長崎大学熱帯医学研究所(熱研)は、昭和17年(1942)に長崎医科大学附属東亜風土病研究所として開設され、昭和42年(1967)に長崎大学附置熱帯医学研究所となりました。日本において熱帯医学研究を目的とする唯一の公的機関として活動しています。本研究所は平成元年(1989)に全国共同利用研究所となり、平成5年(1993)には世界保健機関(WHO)からWHO協力センター(熱帯性ウイルス病に関する資料と研究)に、平成7年(1995)には文部省から熱帯医学に関する国際的に卓越した研究拠点の指定を受けています。さらに、平成21年(2009)に文部科学省より共同利用・共同研究拠点「熱帯医学研究拠点」の認定を受け、新たな運営制度のもと全国の研究者コミュニティーに開かれた研究所として活動を強化しております。

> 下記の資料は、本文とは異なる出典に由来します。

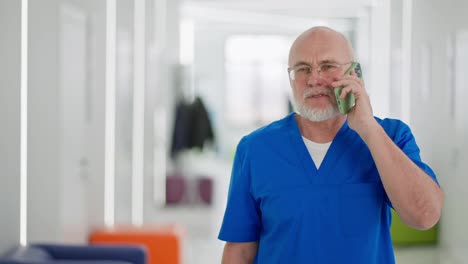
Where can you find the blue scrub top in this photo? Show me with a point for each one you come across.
(339, 213)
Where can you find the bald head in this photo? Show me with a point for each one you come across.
(321, 38)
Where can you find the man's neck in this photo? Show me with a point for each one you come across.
(320, 132)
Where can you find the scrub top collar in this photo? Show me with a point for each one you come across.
(335, 151)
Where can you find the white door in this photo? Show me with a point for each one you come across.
(74, 109)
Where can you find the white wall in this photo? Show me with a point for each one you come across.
(443, 141)
(53, 169)
(43, 132)
(10, 43)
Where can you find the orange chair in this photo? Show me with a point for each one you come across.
(163, 244)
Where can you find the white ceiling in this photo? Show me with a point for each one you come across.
(309, 9)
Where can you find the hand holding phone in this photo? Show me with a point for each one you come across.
(345, 105)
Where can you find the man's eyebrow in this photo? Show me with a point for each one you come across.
(327, 61)
(300, 63)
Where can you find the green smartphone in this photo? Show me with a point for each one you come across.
(345, 105)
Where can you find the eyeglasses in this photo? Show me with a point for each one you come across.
(303, 71)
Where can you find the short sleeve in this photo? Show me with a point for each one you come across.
(405, 140)
(241, 222)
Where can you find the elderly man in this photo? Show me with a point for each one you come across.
(318, 186)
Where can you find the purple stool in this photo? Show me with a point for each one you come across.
(175, 189)
(205, 190)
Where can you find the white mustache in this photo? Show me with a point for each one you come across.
(312, 92)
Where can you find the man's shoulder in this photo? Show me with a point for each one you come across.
(270, 134)
(274, 129)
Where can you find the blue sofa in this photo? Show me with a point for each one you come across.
(74, 254)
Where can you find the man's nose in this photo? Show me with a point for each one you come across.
(314, 78)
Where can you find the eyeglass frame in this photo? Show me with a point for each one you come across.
(292, 74)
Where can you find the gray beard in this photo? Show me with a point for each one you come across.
(315, 115)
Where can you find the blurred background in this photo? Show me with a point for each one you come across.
(127, 112)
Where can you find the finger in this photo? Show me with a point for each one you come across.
(345, 91)
(357, 79)
(344, 82)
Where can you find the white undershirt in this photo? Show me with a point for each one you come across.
(317, 150)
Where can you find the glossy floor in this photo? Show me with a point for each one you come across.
(198, 251)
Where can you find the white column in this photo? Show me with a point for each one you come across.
(10, 105)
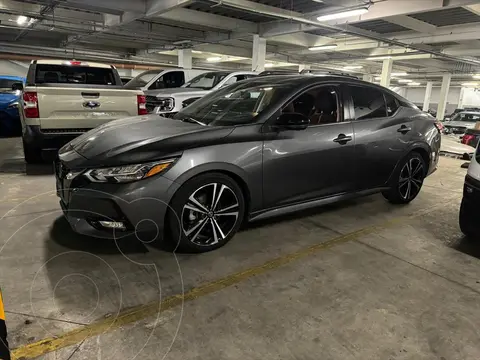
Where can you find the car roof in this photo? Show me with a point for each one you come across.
(10, 77)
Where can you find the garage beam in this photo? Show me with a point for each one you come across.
(411, 23)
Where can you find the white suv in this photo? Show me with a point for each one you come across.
(170, 101)
(469, 223)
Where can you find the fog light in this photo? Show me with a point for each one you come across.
(113, 225)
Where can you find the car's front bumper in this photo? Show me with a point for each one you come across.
(43, 139)
(141, 206)
(469, 207)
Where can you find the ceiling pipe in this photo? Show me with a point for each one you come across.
(293, 16)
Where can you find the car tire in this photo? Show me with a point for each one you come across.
(32, 155)
(465, 226)
(407, 179)
(210, 209)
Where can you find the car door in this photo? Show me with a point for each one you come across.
(383, 133)
(300, 165)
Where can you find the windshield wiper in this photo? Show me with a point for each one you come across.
(192, 120)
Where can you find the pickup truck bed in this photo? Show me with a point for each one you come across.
(63, 99)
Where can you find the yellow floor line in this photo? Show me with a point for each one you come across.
(30, 351)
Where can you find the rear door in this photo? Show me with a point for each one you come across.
(383, 134)
(80, 97)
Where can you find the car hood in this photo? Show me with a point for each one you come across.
(7, 98)
(465, 124)
(176, 91)
(138, 139)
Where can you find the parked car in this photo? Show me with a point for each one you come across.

世界で年間40万人以上が亡くなるマラリアを引き起こすマラリア原虫は、ヒト体内では赤血球への侵入を繰り返して増殖します。マラリア原虫を含むアピコンプレックス門原虫は、宿主の組織上や隙間を滑走した後、宿主細胞に侵入します。赤血球侵入型のマラリア原虫は例外で、滑走しないと考えられていましたが、本研究では、滑走している原虫の撮影に世界で初めて成功し、その滑走を標的とする薬剤スクリーニング系も構築しました(Proc Natl Acad Sci USA 2021)。
併設している熱帯医学ミュージアムでは、熱帯病の概説パネル、病原体顕微鏡映像、標本や模型などを展示・解説しています。毎年、多くの市民や修学旅行生の方々が見学に来られますが、国外からの来館者も多く、英語と中国語にも対応しています。国内外の貴重な標本や資料の収集保存と情報提供も行っています。人材育成としては、熱帯医学研修課程(3ヶ月)や国際研究倫理コース(3日間)、世界保健ニーズに応える医薬品開発研究ディプロマコース(10日間)などを社会人教育として毎年開催し、国内外から多くの参加があります。また、長崎大学が実施している熱帯病・新興感染症制御グローバルリーダー育成コース(医歯薬学総合研究科博士課程)や卓越大学院プログラムなどの大学院教育を強力に支援し、高度人材育成にも貢献しています。さらに、令和元年(2019)にシオノギグローバル感染症連携部門を開設するなど、多くの産学連携研究も進めています。